2.4 Drafting the scope

The following sections describe the procedures involved in developing the draft scope. A further literature search may be needed. If so, it must be based on the logic model. In addition, a list of 'considerations' should be developed (see section 2.4.2).

2.4.1 Developing key questions

The CPHE project team should refine the outline logic model constructed for the briefing paper (see figure 2.3) to draft a set of key questions that the guidance will aim to address. (These key questions, in turn, will be the starting point for developing research questions for the reviews.) The number of questions will depend on the topic and the breadth of the scope. However, it is important to ensure the total number:

  • is manageable for the PHAC

  • is feasible within the allocated budget

  • provides a sufficient focus for the guidance.

Key questions should be clear, realistic and focused. They should cover all areas of the guidance remit and should not introduce new aspects. They should be concerned with effectiveness, cost effectiveness, the relationship between interventions and outcomes, feasibility and acceptability and inequalities (also see section 2.4.2). They may cover the determinants of health, including risk and protective factors (and the relationships between them). Most important, the key questions should clearly relate to the interventions being considered and the outcomes that will be used to assess their effectiveness and cost effectiveness. Therefore, in addition to the logic model, the CPHE project team should use the population, intervention, comparison and outcome (PICO) framework to specify interventions, where appropriate, as follows.

  • Population under study

    • which populations are we most interested in?

    • how can they best be described?

    • are there subgroups that need to be considered?

    • are there any relevant inequality or exclusion issues here?

  • Intervention or approach

    • which interventions/approaches should be used?

  • Comparison

    • what are the main alternative(s), including 'usual practice' or 'do nothing'?

  • Outcome

    • what really matters to the population or individual?

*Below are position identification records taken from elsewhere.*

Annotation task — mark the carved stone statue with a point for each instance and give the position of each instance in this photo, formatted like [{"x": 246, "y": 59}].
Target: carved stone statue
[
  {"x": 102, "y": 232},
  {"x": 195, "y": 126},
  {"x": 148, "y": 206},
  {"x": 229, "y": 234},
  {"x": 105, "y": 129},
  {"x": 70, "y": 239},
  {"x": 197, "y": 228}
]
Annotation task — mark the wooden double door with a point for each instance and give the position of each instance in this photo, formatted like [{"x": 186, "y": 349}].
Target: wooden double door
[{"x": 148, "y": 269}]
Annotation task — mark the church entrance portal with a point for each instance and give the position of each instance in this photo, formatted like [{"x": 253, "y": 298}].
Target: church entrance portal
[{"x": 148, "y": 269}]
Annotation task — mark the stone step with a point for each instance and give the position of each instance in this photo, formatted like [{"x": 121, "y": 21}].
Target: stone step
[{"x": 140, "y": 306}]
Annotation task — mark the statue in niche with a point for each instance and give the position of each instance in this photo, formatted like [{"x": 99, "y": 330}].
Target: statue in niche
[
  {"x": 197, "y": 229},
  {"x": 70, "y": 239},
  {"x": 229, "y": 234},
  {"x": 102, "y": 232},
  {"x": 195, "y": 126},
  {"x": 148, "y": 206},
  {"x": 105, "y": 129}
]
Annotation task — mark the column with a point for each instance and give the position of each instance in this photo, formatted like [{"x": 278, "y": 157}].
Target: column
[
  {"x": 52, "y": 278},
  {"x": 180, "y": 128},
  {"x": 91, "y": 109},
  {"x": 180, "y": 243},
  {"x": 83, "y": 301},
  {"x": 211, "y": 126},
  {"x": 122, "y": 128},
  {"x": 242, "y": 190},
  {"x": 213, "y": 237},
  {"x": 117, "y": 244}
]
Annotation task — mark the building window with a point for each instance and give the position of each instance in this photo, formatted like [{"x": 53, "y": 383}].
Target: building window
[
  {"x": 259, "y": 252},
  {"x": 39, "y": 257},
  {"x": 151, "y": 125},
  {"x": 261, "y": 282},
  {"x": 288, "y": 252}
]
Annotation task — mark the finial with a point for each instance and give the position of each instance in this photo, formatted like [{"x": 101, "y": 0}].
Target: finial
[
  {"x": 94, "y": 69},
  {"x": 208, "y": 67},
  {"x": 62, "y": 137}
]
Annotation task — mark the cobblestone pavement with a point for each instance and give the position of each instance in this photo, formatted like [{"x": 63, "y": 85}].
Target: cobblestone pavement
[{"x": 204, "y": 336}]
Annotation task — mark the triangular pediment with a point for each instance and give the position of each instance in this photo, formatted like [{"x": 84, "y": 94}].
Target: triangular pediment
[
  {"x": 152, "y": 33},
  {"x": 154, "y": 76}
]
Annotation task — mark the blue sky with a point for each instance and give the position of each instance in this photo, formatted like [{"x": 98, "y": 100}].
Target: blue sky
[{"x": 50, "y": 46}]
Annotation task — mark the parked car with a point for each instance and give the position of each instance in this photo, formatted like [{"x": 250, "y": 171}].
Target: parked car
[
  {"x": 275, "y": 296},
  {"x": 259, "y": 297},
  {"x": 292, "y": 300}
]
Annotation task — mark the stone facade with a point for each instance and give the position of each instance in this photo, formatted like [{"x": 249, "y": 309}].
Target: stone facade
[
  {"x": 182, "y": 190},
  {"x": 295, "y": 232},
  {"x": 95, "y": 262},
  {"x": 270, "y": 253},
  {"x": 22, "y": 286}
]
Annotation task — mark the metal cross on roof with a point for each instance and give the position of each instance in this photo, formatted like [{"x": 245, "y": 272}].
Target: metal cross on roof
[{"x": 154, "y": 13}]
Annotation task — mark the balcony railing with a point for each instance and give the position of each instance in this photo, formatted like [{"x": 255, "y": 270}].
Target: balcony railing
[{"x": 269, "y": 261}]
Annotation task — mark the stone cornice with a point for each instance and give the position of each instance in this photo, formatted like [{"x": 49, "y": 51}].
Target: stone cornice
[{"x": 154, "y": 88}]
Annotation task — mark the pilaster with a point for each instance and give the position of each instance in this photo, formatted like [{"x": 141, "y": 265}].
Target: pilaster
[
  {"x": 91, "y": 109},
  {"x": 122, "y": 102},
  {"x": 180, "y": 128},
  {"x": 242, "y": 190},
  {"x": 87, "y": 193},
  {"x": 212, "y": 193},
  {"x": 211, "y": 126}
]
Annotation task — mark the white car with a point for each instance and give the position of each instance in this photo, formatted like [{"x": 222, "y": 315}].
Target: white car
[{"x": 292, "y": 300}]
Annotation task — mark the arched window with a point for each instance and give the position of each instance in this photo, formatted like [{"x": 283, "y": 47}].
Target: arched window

    • which outcomes should be considered (for example, mortality, morbidity, relapse rates, physical and social functioning, costs, health status and so on)?

2.4.2 Considerations

The list of considerations should set out the factors that the PHAC are likely to consider when developing recommendations. They may become sub-questions for the reviews and may indicate where expert testimony will be required. They may include the various confounding factors that could influence the outcome, effectiveness and cost effectiveness of each type of activity, along with any other relevant information. The programme theory or theories of change approach and the logic model adopted may be helpful when compiling this list.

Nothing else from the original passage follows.